Personal Injury Insurance Claim

Personal Injury Insurance Claim

Claimant Information

Full Name:

[Your Name]

Email Address:

[Your Email]

Policy Number:

XYZ123456789

Incident Details

Date of Incident: October 2, 2056

Time of Incident: 3:45 PM

Location of Incident: Central Park, Springfield, IL

Description of Incident:

On October 2, 2056, at approximately 3:45 PM, I was walking through Central Park when I tripped over an uneven sidewalk. As a result, I fell and sustained injuries to my right leg and wrist.

Injuries Sustained

  • Fractured right wrist.

  • Sprained right ankle.

  • Multiple bruises and abrasions on the right leg.

Medical Treatment

Initial Treatment:

Emergency Room at Springfield General Hospital

Attending Physician:

Dr. Jane Smith

Treatment Received:

  • X-rays of the wrist and ankle.

  • Casting of the right wrist.

  • Prescription for pain medication.

  • Follow-up visits are recommended for physical therapy.

Supporting Documents

  • Medical report from Springfield General Hospital.
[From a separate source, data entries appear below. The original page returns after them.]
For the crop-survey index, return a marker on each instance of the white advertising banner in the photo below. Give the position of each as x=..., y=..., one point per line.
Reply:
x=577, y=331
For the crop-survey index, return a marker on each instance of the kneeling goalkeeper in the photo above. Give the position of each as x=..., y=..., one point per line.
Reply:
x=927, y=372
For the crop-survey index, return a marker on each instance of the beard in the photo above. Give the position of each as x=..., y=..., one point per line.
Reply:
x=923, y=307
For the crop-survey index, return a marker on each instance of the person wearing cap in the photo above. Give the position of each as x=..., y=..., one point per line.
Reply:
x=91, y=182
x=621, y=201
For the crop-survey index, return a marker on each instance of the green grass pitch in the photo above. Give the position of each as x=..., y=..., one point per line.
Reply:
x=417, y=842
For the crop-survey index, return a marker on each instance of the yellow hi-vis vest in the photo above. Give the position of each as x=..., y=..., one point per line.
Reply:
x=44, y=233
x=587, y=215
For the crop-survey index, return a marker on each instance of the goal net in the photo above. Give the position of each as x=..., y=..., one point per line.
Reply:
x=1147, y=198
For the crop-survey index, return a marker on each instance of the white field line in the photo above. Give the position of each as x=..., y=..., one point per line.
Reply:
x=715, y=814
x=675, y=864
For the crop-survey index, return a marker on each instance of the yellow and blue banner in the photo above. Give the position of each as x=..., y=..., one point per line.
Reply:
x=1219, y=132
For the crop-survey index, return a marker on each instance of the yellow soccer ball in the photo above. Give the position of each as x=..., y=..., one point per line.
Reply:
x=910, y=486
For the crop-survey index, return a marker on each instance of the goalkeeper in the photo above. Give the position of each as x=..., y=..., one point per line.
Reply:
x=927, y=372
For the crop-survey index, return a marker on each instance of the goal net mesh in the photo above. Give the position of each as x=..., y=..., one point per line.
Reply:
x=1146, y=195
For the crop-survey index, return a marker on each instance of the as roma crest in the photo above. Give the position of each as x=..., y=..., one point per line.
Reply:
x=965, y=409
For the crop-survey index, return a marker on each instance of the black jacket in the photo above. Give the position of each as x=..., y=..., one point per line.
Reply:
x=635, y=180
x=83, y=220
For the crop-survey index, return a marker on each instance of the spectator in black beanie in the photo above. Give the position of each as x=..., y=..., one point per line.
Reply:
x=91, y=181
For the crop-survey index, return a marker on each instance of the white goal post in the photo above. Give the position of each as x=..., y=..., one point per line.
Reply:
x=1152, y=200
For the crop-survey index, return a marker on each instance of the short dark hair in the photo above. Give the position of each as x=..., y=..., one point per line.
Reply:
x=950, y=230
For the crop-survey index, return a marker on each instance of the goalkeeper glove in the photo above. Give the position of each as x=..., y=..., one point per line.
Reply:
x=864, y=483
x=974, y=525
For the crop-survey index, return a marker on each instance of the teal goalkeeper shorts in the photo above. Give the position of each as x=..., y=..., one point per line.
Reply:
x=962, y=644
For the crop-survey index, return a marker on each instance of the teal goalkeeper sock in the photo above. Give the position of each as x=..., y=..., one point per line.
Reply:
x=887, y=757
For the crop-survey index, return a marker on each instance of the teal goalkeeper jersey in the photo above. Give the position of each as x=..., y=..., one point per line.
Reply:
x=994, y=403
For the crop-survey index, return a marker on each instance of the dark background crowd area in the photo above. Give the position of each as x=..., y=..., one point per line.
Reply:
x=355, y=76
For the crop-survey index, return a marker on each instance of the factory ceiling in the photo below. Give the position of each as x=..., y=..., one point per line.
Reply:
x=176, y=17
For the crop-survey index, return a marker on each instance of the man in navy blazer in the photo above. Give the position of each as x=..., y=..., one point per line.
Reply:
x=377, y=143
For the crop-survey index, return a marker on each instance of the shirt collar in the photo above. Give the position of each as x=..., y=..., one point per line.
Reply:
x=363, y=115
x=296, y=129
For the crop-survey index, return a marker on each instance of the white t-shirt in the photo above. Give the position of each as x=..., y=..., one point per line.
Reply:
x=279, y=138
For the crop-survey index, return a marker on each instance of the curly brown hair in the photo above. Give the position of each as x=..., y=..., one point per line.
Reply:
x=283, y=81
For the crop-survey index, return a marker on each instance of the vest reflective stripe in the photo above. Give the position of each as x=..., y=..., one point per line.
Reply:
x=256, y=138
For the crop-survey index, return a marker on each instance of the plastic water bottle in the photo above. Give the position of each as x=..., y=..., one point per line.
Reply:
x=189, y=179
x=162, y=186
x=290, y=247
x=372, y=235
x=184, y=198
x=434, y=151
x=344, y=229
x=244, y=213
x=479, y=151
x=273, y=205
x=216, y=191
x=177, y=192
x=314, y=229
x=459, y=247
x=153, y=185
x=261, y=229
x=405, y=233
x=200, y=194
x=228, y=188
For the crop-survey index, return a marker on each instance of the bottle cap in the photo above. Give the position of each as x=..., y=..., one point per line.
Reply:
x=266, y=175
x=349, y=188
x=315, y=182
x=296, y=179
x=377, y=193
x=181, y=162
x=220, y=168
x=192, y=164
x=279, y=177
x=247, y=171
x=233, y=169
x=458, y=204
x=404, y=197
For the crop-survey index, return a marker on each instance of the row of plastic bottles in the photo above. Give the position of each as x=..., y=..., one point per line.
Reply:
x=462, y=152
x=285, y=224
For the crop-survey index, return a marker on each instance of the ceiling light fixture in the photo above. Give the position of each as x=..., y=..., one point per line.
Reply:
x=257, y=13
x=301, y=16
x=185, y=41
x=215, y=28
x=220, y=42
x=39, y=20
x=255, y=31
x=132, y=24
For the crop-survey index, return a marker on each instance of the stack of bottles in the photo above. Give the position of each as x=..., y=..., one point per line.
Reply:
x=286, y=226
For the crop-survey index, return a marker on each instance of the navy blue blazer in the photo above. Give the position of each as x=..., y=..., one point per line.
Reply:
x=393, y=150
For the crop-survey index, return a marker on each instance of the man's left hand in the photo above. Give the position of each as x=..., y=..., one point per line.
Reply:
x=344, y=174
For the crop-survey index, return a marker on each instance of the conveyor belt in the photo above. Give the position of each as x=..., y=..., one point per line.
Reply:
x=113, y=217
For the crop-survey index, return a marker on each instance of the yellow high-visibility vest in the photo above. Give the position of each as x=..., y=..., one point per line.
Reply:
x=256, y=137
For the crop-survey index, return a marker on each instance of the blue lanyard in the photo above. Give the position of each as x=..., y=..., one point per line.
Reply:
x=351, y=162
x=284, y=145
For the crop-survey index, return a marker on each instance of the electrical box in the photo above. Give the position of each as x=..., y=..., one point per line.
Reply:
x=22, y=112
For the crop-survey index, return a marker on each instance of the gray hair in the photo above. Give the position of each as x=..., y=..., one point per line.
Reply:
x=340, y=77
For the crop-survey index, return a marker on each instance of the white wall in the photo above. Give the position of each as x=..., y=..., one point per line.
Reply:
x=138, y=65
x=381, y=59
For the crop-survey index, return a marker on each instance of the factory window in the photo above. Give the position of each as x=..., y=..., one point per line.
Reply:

  • Photographs of the injury and the area where the incident occurred.

  • Witness statements from bystanders who saw the incident.

Claim Amount

Medical Expenses:

$2,500

Prescribed Medications:

$200

Physical Therapy:

$1,000

Lost Wages:

$1,500

Other Costs (transportation, etc.):

$300

Total Claim Amount: $5,500

Conclusion

I respectfully request reimbursement for the total claim amount of $5,500, as detailed above. The supporting documentation has been included to substantiate the claim. I appreciate your prompt attention to this matter and look forward to your response.